Please use Python>=3.5.
To start the challenge interactively(recommended):
pip install -r requirements.txt
jupyter notebook
and open the challenge notebook.
If you prefer to just work on a script:
pip install pandas
python challenge.py
Your solution will be evaluated against the following criteria:
- pandas/numpy knowledge
- complexity (the lower the better)
- efficiency (use of GIL releasing / cythonized functions, memory use, etc.)
- ease of parallelization
- readability (PEP8 Standard)
- documentation
Due to high submission count with great differences in solution quality we evaluate all challenges first automatically.
- 30 points for correctness
- 30 points for speed rel to 60 sec.
- 20 points for memory rel to 1GB
- 10 points for doc
- 10 points for flake8 compliance
Please don't generate testdata in your submission. Your solution will be evaluated automatically and checked for correctness using an automated testuite on real data.
The SUM_INTERVAL
variable contains relative time intervals in days.
So the first means 7 days back until today (asof time writing this 2016-02-01).
The generated files contain 1000 distinct users which made visits over the timespan of one month.

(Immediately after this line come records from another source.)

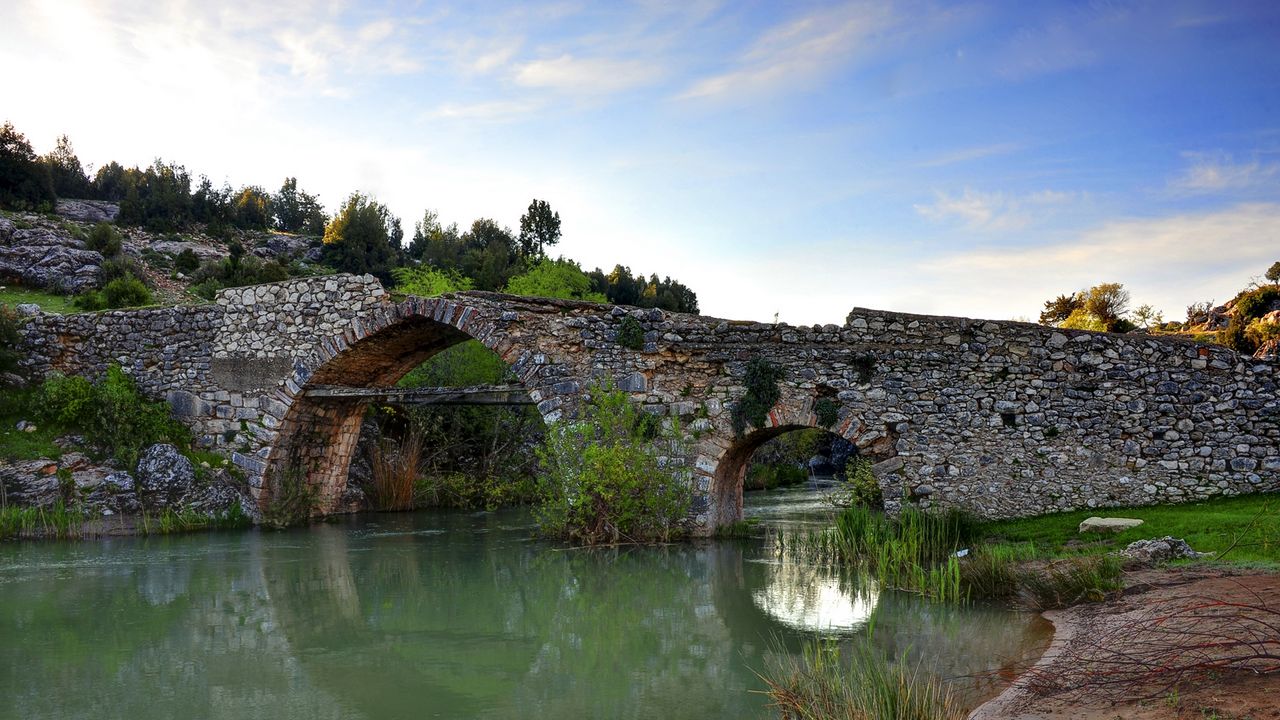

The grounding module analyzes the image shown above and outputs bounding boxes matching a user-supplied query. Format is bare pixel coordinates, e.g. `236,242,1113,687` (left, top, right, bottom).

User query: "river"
0,491,1047,720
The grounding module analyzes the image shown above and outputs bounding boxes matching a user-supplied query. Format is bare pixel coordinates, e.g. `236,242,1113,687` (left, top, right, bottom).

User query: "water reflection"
0,486,1039,719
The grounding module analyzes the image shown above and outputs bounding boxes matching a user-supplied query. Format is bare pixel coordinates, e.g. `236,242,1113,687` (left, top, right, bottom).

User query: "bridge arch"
259,297,581,514
708,397,897,527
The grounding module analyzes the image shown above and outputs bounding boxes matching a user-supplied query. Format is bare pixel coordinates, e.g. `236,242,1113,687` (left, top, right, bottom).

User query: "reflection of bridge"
26,275,1280,532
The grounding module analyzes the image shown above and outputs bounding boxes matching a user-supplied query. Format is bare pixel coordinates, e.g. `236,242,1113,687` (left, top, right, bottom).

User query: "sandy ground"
970,568,1280,720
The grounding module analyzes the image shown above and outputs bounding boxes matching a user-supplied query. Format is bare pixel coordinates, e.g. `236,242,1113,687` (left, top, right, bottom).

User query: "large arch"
259,297,581,514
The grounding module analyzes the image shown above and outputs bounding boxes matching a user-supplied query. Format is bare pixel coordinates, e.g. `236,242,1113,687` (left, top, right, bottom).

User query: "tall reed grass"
762,641,968,720
369,430,422,510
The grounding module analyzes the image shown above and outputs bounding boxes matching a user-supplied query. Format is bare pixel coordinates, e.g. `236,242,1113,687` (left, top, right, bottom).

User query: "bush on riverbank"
535,384,692,544
28,365,191,468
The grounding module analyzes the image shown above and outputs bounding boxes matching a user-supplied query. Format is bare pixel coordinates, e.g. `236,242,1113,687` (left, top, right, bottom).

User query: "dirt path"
970,568,1280,720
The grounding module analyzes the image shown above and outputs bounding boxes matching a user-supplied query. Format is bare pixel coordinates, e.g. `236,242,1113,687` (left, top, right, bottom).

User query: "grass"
762,641,968,720
977,495,1280,568
0,284,77,315
0,502,84,539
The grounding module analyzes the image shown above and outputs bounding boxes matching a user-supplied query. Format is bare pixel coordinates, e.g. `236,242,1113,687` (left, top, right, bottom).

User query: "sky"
0,0,1280,324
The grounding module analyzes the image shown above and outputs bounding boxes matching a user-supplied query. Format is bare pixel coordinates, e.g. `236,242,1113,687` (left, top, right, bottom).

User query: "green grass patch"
977,495,1280,566
0,284,78,315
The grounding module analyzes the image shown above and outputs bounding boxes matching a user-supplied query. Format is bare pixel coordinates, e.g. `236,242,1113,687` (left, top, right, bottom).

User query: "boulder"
183,469,255,516
1120,536,1213,562
0,457,63,507
0,228,102,292
55,200,120,223
1080,518,1142,533
148,240,230,263
134,443,196,509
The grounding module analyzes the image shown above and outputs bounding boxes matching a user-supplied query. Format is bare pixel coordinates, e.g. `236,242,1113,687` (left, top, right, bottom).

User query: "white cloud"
515,54,662,95
422,100,541,122
1169,152,1280,193
919,142,1024,168
919,202,1280,319
681,4,893,100
914,187,1075,231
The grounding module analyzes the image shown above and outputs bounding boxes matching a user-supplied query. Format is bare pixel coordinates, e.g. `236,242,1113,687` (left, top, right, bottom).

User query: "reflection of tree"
0,504,1054,717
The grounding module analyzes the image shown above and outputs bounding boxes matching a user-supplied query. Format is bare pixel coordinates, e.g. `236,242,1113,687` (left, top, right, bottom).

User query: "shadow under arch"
259,296,580,514
708,404,897,524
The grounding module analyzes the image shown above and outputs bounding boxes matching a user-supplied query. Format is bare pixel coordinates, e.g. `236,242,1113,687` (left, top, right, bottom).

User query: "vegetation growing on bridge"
731,357,786,436
535,384,692,544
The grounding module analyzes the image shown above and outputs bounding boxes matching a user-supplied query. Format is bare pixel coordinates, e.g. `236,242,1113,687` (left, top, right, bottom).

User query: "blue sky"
0,0,1280,319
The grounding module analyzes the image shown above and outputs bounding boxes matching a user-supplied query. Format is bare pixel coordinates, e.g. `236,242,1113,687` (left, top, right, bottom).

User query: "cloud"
680,4,893,100
422,100,543,122
918,202,1280,318
914,187,1076,231
1169,152,1280,193
515,54,662,95
918,142,1024,168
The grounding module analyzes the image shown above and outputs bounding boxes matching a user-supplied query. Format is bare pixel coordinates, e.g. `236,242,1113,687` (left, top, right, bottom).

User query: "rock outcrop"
0,218,102,292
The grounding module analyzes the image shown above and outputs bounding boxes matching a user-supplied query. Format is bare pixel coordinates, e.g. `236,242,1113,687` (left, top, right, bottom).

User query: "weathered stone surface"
55,200,120,223
136,443,196,509
1119,536,1212,562
15,271,1280,529
0,228,102,292
1079,518,1142,533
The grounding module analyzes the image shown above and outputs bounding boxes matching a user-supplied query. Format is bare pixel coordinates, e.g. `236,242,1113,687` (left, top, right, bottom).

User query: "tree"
1041,283,1134,332
458,218,521,290
41,135,90,197
520,200,561,260
271,178,325,234
233,186,271,231
0,122,56,210
1041,293,1084,325
535,383,692,544
392,266,471,297
324,192,399,284
504,258,607,302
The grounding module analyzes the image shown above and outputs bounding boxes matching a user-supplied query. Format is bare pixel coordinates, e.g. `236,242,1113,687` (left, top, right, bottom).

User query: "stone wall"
27,275,1280,529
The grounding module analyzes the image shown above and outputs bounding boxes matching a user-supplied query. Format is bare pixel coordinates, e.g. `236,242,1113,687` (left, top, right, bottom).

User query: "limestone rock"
1080,518,1142,533
55,200,120,223
136,443,196,507
1120,536,1213,562
0,457,61,507
0,228,102,292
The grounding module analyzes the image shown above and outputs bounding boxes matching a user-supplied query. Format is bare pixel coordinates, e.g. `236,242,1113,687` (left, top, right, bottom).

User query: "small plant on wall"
813,397,840,428
618,315,644,350
731,357,786,436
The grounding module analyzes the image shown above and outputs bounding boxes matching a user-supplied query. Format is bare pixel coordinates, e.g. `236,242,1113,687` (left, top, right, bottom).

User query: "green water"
0,491,1046,720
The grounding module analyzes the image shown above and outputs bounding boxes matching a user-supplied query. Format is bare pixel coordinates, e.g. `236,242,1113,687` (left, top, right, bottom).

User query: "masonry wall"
27,275,1280,529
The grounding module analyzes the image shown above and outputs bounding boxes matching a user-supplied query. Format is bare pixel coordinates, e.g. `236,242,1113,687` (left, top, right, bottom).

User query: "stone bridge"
26,275,1280,533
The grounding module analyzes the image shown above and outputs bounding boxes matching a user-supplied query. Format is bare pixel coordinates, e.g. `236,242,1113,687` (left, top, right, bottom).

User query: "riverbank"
970,565,1280,720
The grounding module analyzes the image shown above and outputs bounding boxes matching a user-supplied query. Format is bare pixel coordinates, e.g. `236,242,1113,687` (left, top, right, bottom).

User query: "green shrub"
102,275,151,307
99,254,146,284
617,315,644,350
84,223,122,258
33,365,191,468
813,397,840,428
731,357,786,436
173,247,200,275
76,274,152,311
535,384,692,544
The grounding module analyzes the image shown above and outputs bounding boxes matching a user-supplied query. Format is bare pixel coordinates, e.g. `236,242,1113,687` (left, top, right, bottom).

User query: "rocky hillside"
0,200,326,304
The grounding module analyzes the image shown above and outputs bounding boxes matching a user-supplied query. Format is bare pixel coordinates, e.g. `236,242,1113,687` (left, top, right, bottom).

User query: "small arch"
707,400,897,527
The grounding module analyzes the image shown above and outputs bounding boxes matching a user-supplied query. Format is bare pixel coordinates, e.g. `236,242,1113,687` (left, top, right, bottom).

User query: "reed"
762,642,966,720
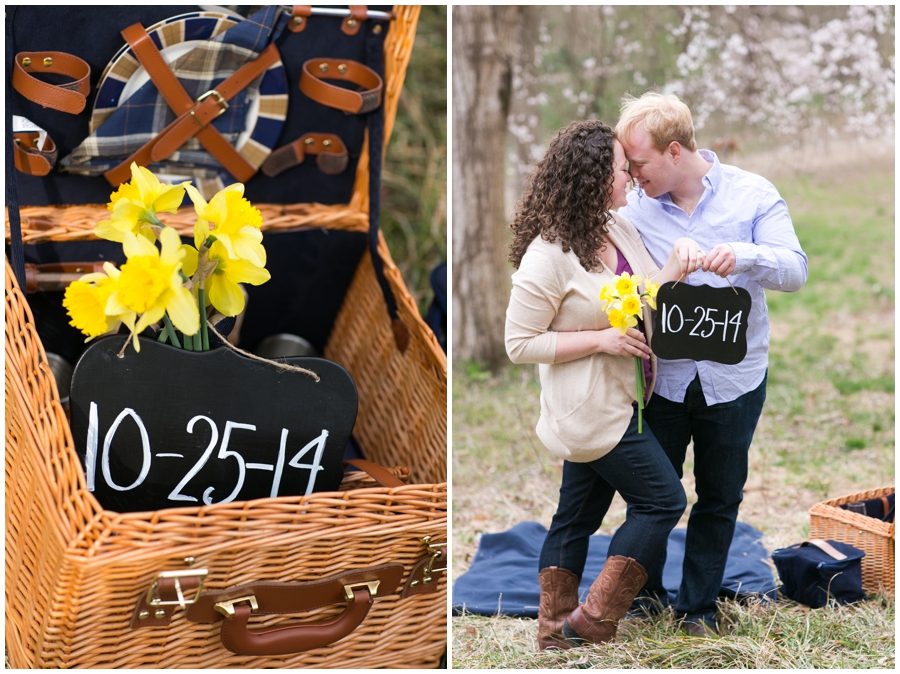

Each visit has a value for feature a
, as awell as feature_b
assigned to it.
For each user calculate the sum of it's respective features for each time interval. The final output should be a dataframe or numpy matrix containing one row per user, an id column an the feature columns (N_users, 1 + N_intervals*N_features)
The feature columns are expected to be in descending order (in terms of days included, so 30 days feature A as the first column and 30 days feature B is second and so on). The resulting matrix should be ordered by the user ids.
When the relative interval (-7, 0)
is given with the date 2017-02-01
the semantics
are to include features values within following time interval:
[2016-01-25 00:00:00; 2016-02-01 00:00:00)
You are encouraged to use the pandas library for this task but it is not required.
Please zip your solution including all files (do not include the generated data directory!) and send to us with the following naming schema:
cc_<name>_<last_name>.zip
Send each code challenge as a separate zip file!
Solutions that don't follow this convention can not be evaluated.